Anyway: the investigators used a 2 x 2 trial design, meaning that there were ultimately four groups: placebo-placebo, placebo-ACEi, placebo-statin, and ACEi-statin. The statin was atorvastatin 10 mg daily, and the ACEi was quinapril 10 mg daily (after titration). They were most interested in the change in albumin excretion (that is, how much protein spilled through the kidneys into the urine). They assessed this according to that same measure, the albumin-to-creatinine ratio in the urine, from three early-morning urine samples obtained every 6 months over about two and a half years. They also looked at secondary outcomes like the new development of microalbuminuria (that is, the new appearance of protein in the urine), worsening of eye disease, changes in kidney function, blood lipid levels, and measures of cardiovascular risk. For the cardiovascular risk, they did ultrasounds of the carotids to measure the thickness of the vessels (carotid intima–media thickness) and measured levels of high-sensitivity C-reactive protein and asymmetric dimethylarginine in the blood. Both of these are generic markers of vascular risk.

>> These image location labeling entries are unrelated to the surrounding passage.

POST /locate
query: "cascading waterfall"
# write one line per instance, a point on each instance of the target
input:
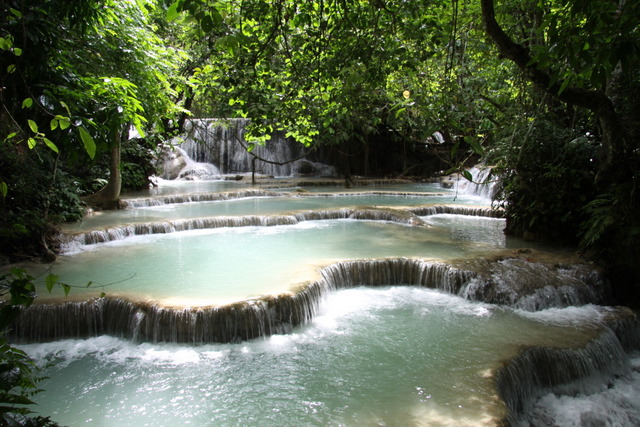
(483, 184)
(221, 143)
(523, 280)
(276, 314)
(402, 216)
(536, 371)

After an average of 2.6 years, no benefits were found within the ACEi group, the statin group, or the ACEi+statin group compared to placebo. Unsurprisingly, the ACEi group had a much lower incidence of new microalbuminuria, but "in the context of negative findings for the primary outcome and statistical analysis plan, this lower incidence was not considered significant (hazard ratio, 0.57; 95% confidence interval, 0.35 to 0.94)." Also unsurprisingly, the use of statins resulted in lower cholesterol levels (including, unfortunately, HDL). But neither drug had significant effects on carotid intima–media thickness, C-reactive protein, kidney function, or progression of eye disease.

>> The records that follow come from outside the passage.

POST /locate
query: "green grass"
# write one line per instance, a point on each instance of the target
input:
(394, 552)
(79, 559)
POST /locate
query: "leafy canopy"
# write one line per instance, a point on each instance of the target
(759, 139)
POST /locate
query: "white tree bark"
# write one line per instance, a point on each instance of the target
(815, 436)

So we can take away from this small-ish study that, at least in a short amount of time in pretty healthy twelve-year-olds (the subjects were excluded if they had genetically bad lipid levels; the participants' average A1c was ~8.3% and their average blood pressure was 116/65 mmHg), there was no benefit to statins or ace inhibitors. This study will influence my recommendations to patients and other docs in the future. The kicker, naturally, is that many young people with type 1 diabetes have imperfect blood sugar control. What about those who can't get their diabetes controlled? It's a tougher call in that case, and this study didn't address it.